Intellectual property and other intangible assets represent 85% of the value of NASDAQ listed companies[1]. However, they are even more important for small businesses, and research in Silicon Valley has shown that companies with patenting activities can grow 25 times faster than non-patenting ones.

Patents help drive value in three ways:

  • First, the patented products, features or services means the company can either charge more than others in the category, or have lower costs, and therefore a higher market share
  • Secondly, patents provide a proprietary market advantage. Amazon filed a patent for its one-click system that they deployed for order processing. This gave them a huge advantage against competitors.
  • Finally, they open up new revenue sources should the company decide to licence the IP to others that are not direct competitors.

This brings us to Quantify Technology (QFY). In September of this year, QFY announced it had received patent protection in the US for its modular smart home automation device. The US is the twelfth country to grant QFY patent protection, joining Australia, Mexico, China, Hong Kong, Indonesia, Morocco, the Republic of Korea, Singapore, South Africa, Japan and Israel. Patents are pending in 53 other countries / regions including the EU.

The value of patents lies in the strategic advantage gained by excluding others from using the intellectual property. To be valuable, the exclusionary rights should be strategically aligned with business objectives. 

In the case of QFY, there is an inherent risk in most home automation devices and systems, because a switch or dimmer is designed to last twenty years, whereas communication standards change much more quickly. In the past twenty years, we have moved from 2G to 3G to 4G and now 5G. The risk for any homeowner/resident is that the system becomes obsolete and has to be replaced at a large additional cost. 

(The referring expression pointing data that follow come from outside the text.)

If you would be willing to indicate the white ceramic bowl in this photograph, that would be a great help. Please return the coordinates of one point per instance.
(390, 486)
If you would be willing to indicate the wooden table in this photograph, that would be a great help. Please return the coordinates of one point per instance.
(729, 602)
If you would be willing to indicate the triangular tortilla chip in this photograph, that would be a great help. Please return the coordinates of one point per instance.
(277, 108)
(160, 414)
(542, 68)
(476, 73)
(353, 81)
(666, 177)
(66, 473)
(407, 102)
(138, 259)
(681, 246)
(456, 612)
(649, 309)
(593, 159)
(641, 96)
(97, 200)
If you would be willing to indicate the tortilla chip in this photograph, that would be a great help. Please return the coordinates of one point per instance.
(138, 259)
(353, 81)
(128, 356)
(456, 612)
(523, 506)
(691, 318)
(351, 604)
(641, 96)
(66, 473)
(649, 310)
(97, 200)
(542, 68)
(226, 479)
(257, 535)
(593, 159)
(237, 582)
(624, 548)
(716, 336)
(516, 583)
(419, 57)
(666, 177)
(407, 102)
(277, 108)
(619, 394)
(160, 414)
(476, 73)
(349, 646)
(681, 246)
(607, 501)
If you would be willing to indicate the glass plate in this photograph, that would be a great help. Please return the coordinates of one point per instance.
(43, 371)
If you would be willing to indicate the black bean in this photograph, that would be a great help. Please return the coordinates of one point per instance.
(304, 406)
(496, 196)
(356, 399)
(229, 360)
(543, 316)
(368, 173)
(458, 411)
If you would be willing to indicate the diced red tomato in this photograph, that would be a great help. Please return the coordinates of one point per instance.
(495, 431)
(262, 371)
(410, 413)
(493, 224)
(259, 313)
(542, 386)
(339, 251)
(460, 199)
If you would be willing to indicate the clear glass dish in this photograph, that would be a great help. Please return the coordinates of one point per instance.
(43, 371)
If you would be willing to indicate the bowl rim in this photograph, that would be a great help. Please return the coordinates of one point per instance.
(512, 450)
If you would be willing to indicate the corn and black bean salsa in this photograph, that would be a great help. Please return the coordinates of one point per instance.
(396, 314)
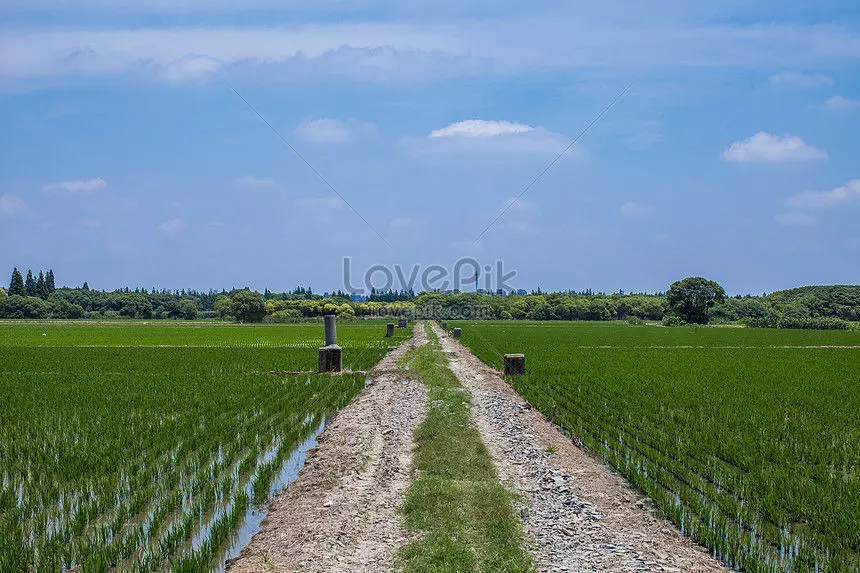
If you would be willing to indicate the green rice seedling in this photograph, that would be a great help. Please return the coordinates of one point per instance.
(748, 439)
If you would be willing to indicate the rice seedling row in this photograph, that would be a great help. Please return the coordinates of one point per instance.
(749, 440)
(153, 456)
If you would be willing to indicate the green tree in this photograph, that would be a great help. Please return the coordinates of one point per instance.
(189, 309)
(223, 306)
(41, 286)
(30, 284)
(16, 285)
(16, 306)
(691, 299)
(248, 306)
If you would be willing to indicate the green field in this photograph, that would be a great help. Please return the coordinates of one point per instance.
(748, 439)
(145, 446)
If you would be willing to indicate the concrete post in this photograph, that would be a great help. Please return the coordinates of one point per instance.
(330, 329)
(331, 358)
(515, 364)
(331, 355)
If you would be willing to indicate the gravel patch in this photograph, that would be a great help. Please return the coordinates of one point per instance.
(577, 514)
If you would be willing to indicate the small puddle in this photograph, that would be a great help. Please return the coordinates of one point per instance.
(255, 515)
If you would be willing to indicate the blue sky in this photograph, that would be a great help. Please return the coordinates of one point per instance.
(126, 160)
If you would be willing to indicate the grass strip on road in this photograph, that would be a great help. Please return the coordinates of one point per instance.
(465, 514)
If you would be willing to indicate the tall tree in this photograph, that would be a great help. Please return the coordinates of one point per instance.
(41, 286)
(691, 299)
(30, 284)
(16, 285)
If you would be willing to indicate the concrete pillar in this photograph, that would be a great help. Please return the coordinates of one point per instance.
(515, 364)
(330, 329)
(331, 358)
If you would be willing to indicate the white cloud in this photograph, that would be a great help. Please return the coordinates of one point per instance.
(77, 185)
(800, 80)
(492, 137)
(635, 210)
(793, 219)
(841, 103)
(172, 227)
(190, 68)
(848, 193)
(251, 181)
(768, 148)
(480, 128)
(10, 205)
(327, 130)
(401, 224)
(409, 50)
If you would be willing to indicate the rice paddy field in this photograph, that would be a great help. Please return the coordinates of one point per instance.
(149, 447)
(748, 439)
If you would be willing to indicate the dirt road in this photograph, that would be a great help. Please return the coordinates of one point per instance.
(342, 513)
(578, 514)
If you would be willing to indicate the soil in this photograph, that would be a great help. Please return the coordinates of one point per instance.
(342, 513)
(577, 514)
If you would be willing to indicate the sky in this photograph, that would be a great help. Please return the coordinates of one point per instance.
(716, 139)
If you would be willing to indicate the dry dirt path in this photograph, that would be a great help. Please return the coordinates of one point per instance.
(342, 513)
(578, 516)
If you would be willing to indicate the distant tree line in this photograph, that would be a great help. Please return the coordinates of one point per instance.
(692, 300)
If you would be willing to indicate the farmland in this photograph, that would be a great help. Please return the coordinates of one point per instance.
(747, 439)
(145, 446)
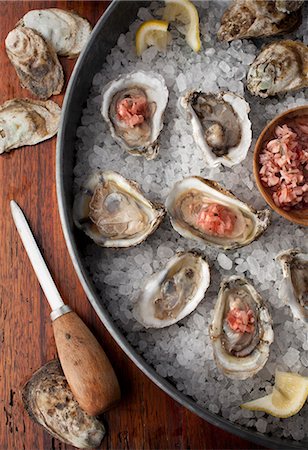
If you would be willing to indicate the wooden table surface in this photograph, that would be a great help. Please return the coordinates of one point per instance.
(146, 418)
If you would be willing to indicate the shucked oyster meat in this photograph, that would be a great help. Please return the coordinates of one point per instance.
(294, 286)
(65, 31)
(203, 210)
(133, 107)
(35, 62)
(281, 66)
(253, 18)
(220, 125)
(50, 402)
(113, 211)
(241, 331)
(174, 292)
(27, 122)
(288, 6)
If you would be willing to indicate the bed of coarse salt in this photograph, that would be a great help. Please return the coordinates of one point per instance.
(183, 353)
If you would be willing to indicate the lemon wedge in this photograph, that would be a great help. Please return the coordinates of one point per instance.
(152, 32)
(185, 12)
(288, 397)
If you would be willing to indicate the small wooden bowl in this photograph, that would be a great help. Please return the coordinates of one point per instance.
(297, 216)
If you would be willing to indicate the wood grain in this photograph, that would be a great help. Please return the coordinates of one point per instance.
(85, 365)
(146, 418)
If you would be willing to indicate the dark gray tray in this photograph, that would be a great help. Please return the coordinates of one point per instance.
(115, 21)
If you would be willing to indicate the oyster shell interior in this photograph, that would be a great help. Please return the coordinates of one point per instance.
(65, 31)
(294, 286)
(220, 124)
(27, 122)
(50, 402)
(114, 213)
(36, 63)
(280, 67)
(174, 292)
(241, 330)
(133, 106)
(255, 18)
(202, 210)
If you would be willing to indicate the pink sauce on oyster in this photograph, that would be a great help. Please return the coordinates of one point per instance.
(284, 164)
(217, 220)
(241, 320)
(132, 110)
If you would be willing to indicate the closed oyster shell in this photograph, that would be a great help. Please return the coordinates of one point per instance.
(254, 18)
(220, 125)
(35, 62)
(191, 206)
(140, 139)
(27, 122)
(65, 31)
(280, 67)
(240, 353)
(294, 286)
(113, 211)
(50, 403)
(174, 292)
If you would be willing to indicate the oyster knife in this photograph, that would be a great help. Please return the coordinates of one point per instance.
(84, 363)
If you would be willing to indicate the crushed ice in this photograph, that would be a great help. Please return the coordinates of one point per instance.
(182, 353)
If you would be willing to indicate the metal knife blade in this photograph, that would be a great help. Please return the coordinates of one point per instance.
(40, 268)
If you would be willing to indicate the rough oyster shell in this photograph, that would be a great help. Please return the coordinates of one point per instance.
(174, 292)
(35, 62)
(253, 18)
(50, 402)
(193, 195)
(139, 139)
(27, 122)
(281, 66)
(220, 124)
(240, 354)
(65, 31)
(113, 211)
(294, 286)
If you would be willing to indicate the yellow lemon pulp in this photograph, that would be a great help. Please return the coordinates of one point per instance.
(288, 397)
(185, 12)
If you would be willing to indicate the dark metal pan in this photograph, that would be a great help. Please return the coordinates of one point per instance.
(115, 21)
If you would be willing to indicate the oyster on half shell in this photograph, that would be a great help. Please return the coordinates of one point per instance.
(24, 121)
(113, 212)
(203, 210)
(133, 107)
(294, 286)
(50, 402)
(241, 331)
(280, 67)
(36, 63)
(254, 18)
(220, 125)
(171, 294)
(65, 31)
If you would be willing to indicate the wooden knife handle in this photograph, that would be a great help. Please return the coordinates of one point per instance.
(85, 365)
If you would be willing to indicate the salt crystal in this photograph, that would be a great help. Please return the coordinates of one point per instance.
(224, 261)
(184, 351)
(224, 66)
(181, 82)
(261, 425)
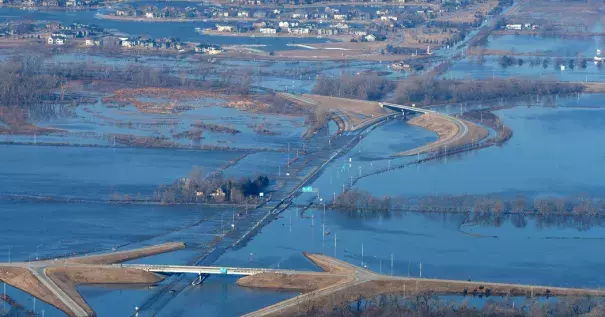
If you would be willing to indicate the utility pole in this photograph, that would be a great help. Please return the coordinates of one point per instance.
(334, 245)
(323, 233)
(362, 254)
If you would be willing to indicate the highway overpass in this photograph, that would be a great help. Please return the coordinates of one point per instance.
(201, 270)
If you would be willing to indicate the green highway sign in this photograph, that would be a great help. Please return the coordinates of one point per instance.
(307, 189)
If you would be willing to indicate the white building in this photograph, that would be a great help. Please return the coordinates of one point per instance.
(300, 31)
(514, 26)
(224, 28)
(268, 31)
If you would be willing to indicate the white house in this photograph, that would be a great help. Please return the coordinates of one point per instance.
(224, 28)
(268, 31)
(56, 40)
(300, 31)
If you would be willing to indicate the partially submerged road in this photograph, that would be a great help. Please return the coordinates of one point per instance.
(366, 284)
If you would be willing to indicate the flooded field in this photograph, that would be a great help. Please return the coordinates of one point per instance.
(56, 199)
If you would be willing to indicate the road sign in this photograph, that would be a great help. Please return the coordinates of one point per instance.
(307, 189)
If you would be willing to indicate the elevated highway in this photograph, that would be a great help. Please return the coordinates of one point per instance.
(180, 269)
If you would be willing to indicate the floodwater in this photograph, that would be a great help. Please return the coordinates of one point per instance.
(554, 151)
(184, 31)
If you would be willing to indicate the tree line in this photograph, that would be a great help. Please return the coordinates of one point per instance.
(421, 304)
(363, 86)
(356, 200)
(213, 188)
(426, 91)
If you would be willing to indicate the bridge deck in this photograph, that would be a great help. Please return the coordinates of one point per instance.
(206, 269)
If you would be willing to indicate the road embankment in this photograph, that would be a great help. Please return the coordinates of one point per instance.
(451, 131)
(296, 282)
(123, 256)
(67, 278)
(23, 279)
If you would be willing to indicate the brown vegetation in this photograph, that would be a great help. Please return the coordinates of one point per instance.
(123, 256)
(329, 264)
(357, 111)
(408, 302)
(298, 282)
(364, 87)
(428, 91)
(24, 280)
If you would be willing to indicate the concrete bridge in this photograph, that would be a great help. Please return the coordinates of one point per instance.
(202, 270)
(405, 109)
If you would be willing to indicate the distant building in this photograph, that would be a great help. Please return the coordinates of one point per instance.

QFY’s patent is on its modular design (see below). This provides a significant advantage over potential competitors because the modular design means that, instead of replaced the whole switch or dimmer, only the feature card needs to be replaced as communication standards evolve. The feature card is the fat card in the middle in the diagram below that acts something like a SIM card in your phone. 

Under Australian law, a qualified electrician has to replace the whole switch, making it even more expensive. However, a homeowner can replace QFY’s feature card themselves. This is a major advantage of the QFY system. In the future QFY may be able to distribute via retailers, direct to home or other consumer channels. QFY is not limited to the distribution channels of many home hardware and automation providers.

A recent survey by the National Apartment Association [1]suggested that more than 41% of survey respondents ranked ‘future-proofing’ in the top two challenges with smart home technology. QFY’s modular design means any smart home investment is future-proofed and can be upgraded at a fraction of the cost of the competition. Builders and developers are therefore more likely to install QFY devices, and homeowners are likely to demand them. 

The patent protects QFY’s unique selling proposition, which enables its products to evolve over time, without complete product replacement – dramatically reducing the lifetime cost of technology adoption. In mature technology markets, such as the US, this ‘future-proofing’ enables QFY to stand out from the competition, making it a truly mass-market product.

The US market is the largest smart home market in the world, with revenue of over US$27B in 2019, an annual growth rate of 13% (CAGR 2019-2023), growing to around US$45B by 2021[1]

So, having a US patent is important as Quantify enters the huge US market. However, just as important the US market is seen as being the most sophisticated in the world. Having a patent there makes it more likely the business will be granted patent protection elsewhere. 

QFY has compelling intellectual property, patents that protect it and a clear strategy to exploit its advantage. Together these are all signposts to a great future investment.